All of the well-known Crue highs and lows are here to a point: a drunk Neil behind the wheel of a car crash that takes the life of passenger and Hanoi Rocks drummer Razzle Dingley (Max Milner); Lee's romance and wedding to TV star Heather Locklear (Rebekah Graf); Sixx's worsening heroin addiction where he actually flatlines in the ambulance before being brought back to life; a newly-sober Crue's 1989 Dr. Feelgood triumph followed by Neil's acrimonious departure two years later, during which time his daughter is diagnosed with stomach cancer while the band carries on with new singer John Corabi (Anthony Vincent Valbiro), playing half-filled venues before Elektra eventually drops them; and their inevitable reunion with the caption "The band played for another 20 years" that demonstrates a brusqueness usually reserved for Poochie dying on the way back to his home planet. Yeah, "another 20 years," give or take. Lee's one-album departure and replacement by ex-Ozzy drummer Randy Castillo is never mentioned, nor is (thankfully) his ludicrous side project Methods of Mayhem. Likewise, Lee's marriage to and much-publicized sex tape with Pamela Anderson never comes up, nor does any mention of domestic violence or the time Lee spent in jail because of it.
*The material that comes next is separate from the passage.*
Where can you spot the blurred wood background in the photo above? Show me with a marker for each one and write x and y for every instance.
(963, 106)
Taken on its own terms for the somewhat fictionalized '80s nostalgia that it is, THE DIRT is entertaining, never dull, and the four leads do some convincing cosplay (particularly Baker as Lee), though it never goes beyond the superficial and in one case, is utterly cringe-worthy (as Sixx, Booth is actually required to say the line "I fell in love...her name was Heroin"). Each band member (and McGhee and Zutaut) get their turns narrating, with sometimes amusing results, whether it's Zutaut's "Don't leave your girlfriend alone with Motley Crue, because they will fuck her," or Mars breaking the fourth wall with "What you just saw...that never happened" and Sixx introducing a nameless character who literally fades from the screen with the explanation "We cut him from this movie." Like any biopic there's some degree of whitewashing and selective revisionist history, but for the most part, THE DIRT is basically a re-enactment of a BEHIND THE MUSIC episode mixed with JACKASS-like antics (like running through hotels naked and setting Mars' room on fire while he's sleeping), not surprising given that director Jeff Tremaine's resume includes co-creating JACKASS and directing the three JACKASS movies and the JACKASS spinoff BAD GRANDPA. At any rate, any 2019 depiction of the halcyon days of the early '80s Sunset Strip that manages to namecheck Y&T deserves some points for cred.